2020 ficará nas nossas memórias e na História como o ano da pandemia. Cada um viveu a pandemia à sua maneira. Num extremo, ela foi desvalorizada; no outro foi um drama, experimentado ou pressentido. Para alguns foi tempo de confinado recolhimento caseiro; para outros, um tempo de risco na realização de trabalho agora descrito como essencial. Uma coisa parece certa: o chamado “novo normal” foi uma interrupção da normalidade. Mas essa é a condição da normalidade: o tempo entre acontecimentos extraordinários.

Uma lição fica para o futuro: se Harari já falava de um Homo Deus a caminho de uma imortalidade desenhada pelo próprio Sapiens, a pandemia veio mostrar que essa é uma ideia mais marcada pela hubris do que pelo realismo. Um simples vírus, talvez a mais modesta das criaturas, veio mostrar quão vulneráveis somos na nossa humana fragilidade.

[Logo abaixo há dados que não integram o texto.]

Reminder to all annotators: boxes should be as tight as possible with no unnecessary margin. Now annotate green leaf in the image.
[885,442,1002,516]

Os mistérios do universo são tão insondáveis que mesmo uma introdução simples à natureza do Universo, como a que encontramos em A mecânica quântica, de Luís M. Aires (Edições Sílabo), revela a dimensão da nossa ignorância. Por isso, em vez de assumir que estamos a caminho da imortalidade harariana, aceitemos a nossa ignorância e consideremos as lições de Attenborough: tratemos a natureza com o respeito que ele exige. Essa é, possivelmente, a grande lição de 2020. Bom ano novo!